M. Swaysland, de Brighton, qui, pendant ces quarante dernières années, a eu l’habitude de capturer nos oiseaux migrateurs dès leur arrivée, m’écrit qu’il n’a jamais vu les femelles arriver avant les mâles. Il abattit, un printemps, trente-neuf mâles de hoche-queue (Budytes Raii) avant d’avoir vu une seule femelle, M. Gould, qui a disséqué de nombreux oiseaux, affirme que les bécasses mâles arrivent dans ce pays avant les femelles. On a observé le même fait aux États-Unis chez la plupart des oiseaux migrateurs[1]. La plupart des saumons mâles, lorsqu’ils remontent nos rivières, sont prêts à la reproduction avant les femelles. Il en est de même, à ce qu’il semble, des grenouilles et des crapauds. Dans la vaste classe des insectes, les mâles sortent presque toujours les premiers de la chrysalide, de sorte qu’on les voit généralement fourmiller quelque temps avant que les femelles apparaissent[2]. La cause de cette différence dans la période d’arrivée ou de maturation des mâles et des femelles est évidente. Les mâles qui ont annuellement occupé les premiers un pays, ou qui, au printemps, sont les premiers prêts à se propager, ou les plus ardents à la reproduction de l’espèce, ont dû laisser de plus nombreux descendants, qui tendent à hériter de leurs instincts et de leur constitution. Il faut se rappeler, en outre, qu’il serait impossible de changer beaucoup l’époque de la maturité sexuelle des femelles sans apporter en même temps de grands troubles dans

  1. J.-A. Allen, Mammals and Winter Birds of Florida ; Bull, Comp. Zoology, Harvard College, p. 268.
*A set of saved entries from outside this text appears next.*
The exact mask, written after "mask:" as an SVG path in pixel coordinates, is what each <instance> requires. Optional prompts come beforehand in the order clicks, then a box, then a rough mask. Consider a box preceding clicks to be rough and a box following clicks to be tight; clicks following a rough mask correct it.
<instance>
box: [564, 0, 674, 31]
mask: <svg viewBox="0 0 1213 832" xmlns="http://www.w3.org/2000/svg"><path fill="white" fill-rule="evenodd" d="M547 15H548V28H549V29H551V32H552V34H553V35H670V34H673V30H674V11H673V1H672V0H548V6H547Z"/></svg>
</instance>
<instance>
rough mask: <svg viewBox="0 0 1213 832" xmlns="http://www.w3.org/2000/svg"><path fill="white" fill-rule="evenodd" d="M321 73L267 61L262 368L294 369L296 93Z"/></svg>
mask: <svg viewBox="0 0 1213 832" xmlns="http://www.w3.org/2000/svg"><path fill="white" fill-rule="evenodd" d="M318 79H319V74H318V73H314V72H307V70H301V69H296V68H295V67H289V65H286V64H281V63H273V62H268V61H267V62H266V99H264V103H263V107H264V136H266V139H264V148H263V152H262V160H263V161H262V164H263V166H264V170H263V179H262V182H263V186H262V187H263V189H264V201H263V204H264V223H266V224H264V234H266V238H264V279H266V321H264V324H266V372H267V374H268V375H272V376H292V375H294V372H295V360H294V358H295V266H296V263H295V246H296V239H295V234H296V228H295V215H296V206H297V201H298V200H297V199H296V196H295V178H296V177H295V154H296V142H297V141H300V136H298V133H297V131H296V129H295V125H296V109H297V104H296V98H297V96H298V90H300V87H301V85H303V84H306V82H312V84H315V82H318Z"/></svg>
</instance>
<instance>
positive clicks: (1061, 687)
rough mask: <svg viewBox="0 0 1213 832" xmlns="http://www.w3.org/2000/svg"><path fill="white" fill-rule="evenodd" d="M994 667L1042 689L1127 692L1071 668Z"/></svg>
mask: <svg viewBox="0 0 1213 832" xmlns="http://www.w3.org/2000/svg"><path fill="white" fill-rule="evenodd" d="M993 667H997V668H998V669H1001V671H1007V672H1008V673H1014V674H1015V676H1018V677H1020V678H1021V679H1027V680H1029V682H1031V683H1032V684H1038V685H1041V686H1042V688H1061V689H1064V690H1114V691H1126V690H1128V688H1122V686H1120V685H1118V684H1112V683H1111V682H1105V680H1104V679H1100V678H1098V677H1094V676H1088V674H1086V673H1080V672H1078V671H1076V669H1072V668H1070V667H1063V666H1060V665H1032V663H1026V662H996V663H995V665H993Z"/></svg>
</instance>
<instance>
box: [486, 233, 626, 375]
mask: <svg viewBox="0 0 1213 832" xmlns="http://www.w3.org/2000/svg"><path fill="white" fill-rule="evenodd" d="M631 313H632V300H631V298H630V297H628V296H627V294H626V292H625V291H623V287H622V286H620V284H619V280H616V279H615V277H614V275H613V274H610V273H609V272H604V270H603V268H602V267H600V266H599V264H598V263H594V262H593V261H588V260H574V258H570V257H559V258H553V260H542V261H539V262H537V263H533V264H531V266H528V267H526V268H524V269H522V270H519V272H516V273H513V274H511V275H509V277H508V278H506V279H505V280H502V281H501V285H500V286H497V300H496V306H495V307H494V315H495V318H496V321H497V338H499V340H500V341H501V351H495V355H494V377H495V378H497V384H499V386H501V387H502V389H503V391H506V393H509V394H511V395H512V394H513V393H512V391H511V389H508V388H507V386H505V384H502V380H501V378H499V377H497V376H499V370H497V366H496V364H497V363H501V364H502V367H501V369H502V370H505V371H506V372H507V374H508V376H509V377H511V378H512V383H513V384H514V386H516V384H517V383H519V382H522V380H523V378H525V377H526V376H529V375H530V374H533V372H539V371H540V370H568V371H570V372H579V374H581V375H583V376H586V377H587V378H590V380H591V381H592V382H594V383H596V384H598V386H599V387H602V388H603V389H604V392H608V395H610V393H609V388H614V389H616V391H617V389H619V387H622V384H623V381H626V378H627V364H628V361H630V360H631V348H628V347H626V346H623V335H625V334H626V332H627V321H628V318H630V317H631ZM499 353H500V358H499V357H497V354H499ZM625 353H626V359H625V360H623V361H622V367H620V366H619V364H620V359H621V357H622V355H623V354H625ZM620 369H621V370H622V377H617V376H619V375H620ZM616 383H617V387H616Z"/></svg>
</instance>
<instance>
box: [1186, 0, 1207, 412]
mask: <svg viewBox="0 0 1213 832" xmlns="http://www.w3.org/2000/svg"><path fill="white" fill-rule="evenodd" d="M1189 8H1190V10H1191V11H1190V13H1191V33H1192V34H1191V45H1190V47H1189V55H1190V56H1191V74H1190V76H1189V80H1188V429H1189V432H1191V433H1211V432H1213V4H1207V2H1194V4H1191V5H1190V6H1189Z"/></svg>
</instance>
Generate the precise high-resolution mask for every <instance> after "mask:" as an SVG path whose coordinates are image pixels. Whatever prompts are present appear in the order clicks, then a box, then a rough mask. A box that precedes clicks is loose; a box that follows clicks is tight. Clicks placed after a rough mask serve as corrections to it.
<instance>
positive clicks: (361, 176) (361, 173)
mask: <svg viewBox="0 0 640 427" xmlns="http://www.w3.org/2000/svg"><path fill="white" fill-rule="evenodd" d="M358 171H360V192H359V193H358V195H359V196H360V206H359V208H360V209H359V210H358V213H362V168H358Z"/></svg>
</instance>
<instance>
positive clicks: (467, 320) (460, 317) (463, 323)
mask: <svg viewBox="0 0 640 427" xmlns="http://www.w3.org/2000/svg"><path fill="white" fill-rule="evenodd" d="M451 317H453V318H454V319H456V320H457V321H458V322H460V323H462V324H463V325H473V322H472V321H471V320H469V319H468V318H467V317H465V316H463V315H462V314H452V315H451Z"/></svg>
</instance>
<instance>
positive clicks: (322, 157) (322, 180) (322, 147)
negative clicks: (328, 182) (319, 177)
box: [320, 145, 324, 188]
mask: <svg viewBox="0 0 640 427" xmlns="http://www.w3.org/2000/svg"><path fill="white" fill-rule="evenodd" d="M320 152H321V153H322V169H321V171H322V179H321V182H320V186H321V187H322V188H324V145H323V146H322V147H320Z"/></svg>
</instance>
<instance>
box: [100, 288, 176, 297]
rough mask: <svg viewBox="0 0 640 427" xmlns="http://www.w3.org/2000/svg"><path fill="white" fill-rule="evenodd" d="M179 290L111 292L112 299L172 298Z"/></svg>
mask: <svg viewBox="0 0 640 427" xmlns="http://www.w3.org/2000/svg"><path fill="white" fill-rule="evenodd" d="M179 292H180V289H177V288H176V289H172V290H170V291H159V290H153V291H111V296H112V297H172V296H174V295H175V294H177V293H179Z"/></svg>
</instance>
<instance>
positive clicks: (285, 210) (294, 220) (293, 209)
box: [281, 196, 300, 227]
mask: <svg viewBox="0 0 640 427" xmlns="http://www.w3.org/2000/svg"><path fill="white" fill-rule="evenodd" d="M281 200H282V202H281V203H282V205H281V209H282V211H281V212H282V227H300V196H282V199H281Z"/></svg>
  2. Même chez les plantes à sexes séparés, les fleurs mâles arrivent généralement à maturité avant les fleurs femelles. Beaucoup de plantes hermaphrodites, comme C.-K. Sprengel l’a démontré le premier, sont dichogames ; c’est-à-dire ne peuvent pas se féconder elles-mêmes, leurs organes mâles et femelles n’étant pas prêts ensemble. Dans ces plantes, le pollen arrive ordinairement à maturité avant le stigmate de la même fleur, bien qu’il y ait quelques espèces spéciales où les organes femelles arrivent à maturité avant les organes mâles.